Similarly, those surface cyclones are whipping up the ocean surface, mixing cold water to the surface, evaporating tons of water, lofting it to altitude where it condenses (and freezes) and falls as cold rain, hail, and snow. Moving massive amounts of heat to above the troposphere. You can even see the cold polar air mass drifting down over Canada and the USA bringing us a nice cold winter… in fall…
Note that nowhere in this story is radiative physics involved in the troposphere. The only place IR radiation is doing anything at all is in the stratosphere. And there, CO2 is a cooling agent, radiating heat to space.
That, in a nutshell, is the problem with the AGW Global Warming theory. It ignores all those giant cyclones, polar vortex, clouds, rain, snow, hail, ocean surface churning and cold water mixing. All the dynamic ‘hard bits’ are ignored in favor of a ‘one size fits all’ infrared model. So how much infrared warms you in a snow storm? A hail storm? During a downpour of rain? At the pole with a frozen stratospheric funnel draining onto your head? It just is not in the picture.
Speaking of which, some more pictures:
What fascinated me about this one was that Gonzalo did not show much surface cooling. We know it happens by a degree or two, but not visible in this data. Yet those larger cyclones are sitting right at the hot / cold interface and moving mass back and forth between them. Picking up heat on the hot side, dumping it on the cold side. (If you look at altitude slices, you can see the loft / descent happening too).
Half way up the atmosphere, things are colder, but the structure remains. Cyclones up, vortex down, and warmer to colder bridging by those cyclones. Gonzalo now barely shows up a at all. As big as hurricanes are, they are small fry compared to major lows.
By the time we are at 70 hP (or mb) we are well into the stratosphere. At this level, it is all cold polar vortex. The intermediate layers (worth looking at, but a bit much to put in one posting) show the transition, and some of the changing directions and flow). So here we have all the lofted air, radiating like mad to space, becoming incredibly cold, then going down the plug hole to the pole. Notice that you can’t see the surface artifacts at all ( no cyclones, no surface IR making hot spots…)
Gonzalo is clearly a big deal, with 42 foot waves and low pressures. But look at the low in the upper right. 30 foot waves. And active over a much larger area. What does all that do? Maybe suck the heat right out?

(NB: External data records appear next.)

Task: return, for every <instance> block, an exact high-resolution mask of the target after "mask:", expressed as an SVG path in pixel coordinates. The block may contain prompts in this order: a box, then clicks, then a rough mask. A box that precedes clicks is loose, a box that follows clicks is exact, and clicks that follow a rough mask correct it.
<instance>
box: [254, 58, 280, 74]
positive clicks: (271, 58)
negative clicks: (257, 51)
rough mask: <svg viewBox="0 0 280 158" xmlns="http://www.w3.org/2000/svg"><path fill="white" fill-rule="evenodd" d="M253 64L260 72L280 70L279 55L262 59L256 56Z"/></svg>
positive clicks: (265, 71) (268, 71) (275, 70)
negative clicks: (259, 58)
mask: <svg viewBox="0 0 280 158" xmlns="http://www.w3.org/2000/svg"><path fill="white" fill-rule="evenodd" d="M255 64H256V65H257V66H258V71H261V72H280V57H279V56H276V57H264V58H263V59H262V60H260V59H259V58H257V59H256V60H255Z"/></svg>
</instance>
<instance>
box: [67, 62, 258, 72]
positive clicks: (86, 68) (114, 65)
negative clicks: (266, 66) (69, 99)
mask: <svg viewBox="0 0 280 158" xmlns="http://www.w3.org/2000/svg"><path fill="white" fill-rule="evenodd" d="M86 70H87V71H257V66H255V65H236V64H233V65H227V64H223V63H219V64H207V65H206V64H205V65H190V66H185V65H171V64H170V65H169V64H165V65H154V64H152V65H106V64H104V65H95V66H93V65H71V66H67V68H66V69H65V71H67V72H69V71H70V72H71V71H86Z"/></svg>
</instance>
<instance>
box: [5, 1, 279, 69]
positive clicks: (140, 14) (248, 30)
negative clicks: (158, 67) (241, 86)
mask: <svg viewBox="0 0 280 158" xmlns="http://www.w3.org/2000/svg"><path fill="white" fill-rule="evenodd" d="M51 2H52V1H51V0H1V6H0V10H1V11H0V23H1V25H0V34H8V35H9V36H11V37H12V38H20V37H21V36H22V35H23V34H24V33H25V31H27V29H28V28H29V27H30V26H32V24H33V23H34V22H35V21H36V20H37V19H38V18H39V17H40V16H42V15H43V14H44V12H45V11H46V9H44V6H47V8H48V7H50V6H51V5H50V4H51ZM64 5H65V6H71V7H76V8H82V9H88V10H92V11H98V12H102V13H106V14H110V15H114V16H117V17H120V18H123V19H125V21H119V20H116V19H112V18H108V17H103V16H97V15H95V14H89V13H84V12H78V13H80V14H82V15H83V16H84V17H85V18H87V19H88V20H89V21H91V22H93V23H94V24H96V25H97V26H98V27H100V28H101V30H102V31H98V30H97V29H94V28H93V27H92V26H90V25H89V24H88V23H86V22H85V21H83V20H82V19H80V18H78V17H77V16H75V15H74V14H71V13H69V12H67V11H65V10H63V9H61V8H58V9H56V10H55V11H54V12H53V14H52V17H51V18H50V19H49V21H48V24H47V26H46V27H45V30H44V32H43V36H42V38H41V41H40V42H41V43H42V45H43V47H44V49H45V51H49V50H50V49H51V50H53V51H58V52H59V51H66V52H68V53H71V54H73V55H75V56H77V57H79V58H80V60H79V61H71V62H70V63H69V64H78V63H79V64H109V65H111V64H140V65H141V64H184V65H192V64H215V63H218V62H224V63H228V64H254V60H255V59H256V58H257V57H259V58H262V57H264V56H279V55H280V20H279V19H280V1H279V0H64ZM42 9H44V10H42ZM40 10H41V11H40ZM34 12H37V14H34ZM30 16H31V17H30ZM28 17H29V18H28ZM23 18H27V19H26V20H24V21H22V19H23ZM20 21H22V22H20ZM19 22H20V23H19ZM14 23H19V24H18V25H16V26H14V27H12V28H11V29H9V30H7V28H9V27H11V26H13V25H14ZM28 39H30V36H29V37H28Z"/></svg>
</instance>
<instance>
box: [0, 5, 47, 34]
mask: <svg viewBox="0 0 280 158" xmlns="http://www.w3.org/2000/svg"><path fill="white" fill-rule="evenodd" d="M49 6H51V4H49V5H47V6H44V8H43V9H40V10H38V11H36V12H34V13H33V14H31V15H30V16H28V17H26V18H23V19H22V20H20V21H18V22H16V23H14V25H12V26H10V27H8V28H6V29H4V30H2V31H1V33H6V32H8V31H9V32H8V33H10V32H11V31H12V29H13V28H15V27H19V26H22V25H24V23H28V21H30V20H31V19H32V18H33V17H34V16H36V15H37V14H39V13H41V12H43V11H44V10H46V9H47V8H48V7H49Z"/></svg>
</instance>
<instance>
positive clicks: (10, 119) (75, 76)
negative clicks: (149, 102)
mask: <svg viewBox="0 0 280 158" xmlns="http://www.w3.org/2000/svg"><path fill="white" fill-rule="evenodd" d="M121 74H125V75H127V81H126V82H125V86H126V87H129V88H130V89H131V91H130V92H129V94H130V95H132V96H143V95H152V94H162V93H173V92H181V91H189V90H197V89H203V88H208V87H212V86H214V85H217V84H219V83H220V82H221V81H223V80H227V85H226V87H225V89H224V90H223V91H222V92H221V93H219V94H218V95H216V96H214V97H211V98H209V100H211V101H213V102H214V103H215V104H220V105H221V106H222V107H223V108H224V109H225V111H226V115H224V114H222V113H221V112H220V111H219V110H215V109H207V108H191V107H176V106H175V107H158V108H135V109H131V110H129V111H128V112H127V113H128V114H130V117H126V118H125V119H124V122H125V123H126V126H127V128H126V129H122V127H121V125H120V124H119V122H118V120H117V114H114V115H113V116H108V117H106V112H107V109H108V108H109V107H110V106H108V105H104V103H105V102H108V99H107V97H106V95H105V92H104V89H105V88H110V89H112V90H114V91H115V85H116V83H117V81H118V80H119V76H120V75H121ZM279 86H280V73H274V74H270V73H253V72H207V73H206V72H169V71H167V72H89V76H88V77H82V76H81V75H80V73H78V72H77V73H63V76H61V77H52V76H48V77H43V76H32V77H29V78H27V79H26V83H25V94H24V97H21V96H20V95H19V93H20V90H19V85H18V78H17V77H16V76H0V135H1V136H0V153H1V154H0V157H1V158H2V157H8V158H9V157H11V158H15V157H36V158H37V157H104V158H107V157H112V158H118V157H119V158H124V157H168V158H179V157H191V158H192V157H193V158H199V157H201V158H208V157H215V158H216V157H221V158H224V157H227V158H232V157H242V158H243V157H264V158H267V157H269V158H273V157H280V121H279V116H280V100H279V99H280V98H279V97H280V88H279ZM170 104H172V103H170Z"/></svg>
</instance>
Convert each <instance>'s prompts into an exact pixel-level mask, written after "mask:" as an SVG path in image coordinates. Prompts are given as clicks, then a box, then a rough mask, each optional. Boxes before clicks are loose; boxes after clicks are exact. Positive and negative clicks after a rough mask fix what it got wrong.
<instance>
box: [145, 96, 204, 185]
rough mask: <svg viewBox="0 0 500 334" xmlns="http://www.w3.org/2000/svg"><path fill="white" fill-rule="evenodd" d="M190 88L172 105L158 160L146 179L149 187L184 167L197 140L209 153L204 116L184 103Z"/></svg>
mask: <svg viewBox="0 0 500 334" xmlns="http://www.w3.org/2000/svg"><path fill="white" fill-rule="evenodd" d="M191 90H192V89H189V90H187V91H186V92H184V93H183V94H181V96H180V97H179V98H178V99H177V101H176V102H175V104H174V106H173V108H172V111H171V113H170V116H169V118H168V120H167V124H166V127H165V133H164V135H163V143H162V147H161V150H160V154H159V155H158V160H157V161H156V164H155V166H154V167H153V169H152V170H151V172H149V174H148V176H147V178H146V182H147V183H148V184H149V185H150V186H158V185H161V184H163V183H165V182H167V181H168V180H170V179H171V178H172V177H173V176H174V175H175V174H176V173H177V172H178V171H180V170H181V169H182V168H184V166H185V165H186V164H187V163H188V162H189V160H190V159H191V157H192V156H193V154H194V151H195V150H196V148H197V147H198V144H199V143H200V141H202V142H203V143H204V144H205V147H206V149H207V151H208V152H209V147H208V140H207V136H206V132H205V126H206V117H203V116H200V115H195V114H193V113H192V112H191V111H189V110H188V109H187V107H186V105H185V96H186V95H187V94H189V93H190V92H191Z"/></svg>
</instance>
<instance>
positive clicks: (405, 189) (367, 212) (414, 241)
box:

Notice how those cold spots are very nearly under those large heat sucking cyclones. Gonzalo not so much. (Then again, getting data through a hurricane might be a bit hard
So that’s the thesis for this posting. It isn’t at all about radiative physics. The troposphere is all about circular air flows. Cyclones up and vortex down. All the radiation happens in the Stratosphere and above. Now ask yourself: With a sleepy sun putting out dramatically lower UV; so low that the thermosphere has shrunk and cooled, think maybe, just maybe that stratosphere ‘looking up’ has an easier time getting to space than back when the thermosphere was piping hot? IMHO, that’s what the Warmers have missed. That their physics of radiation approach matters to the Stratopause, but not to the Tropopause.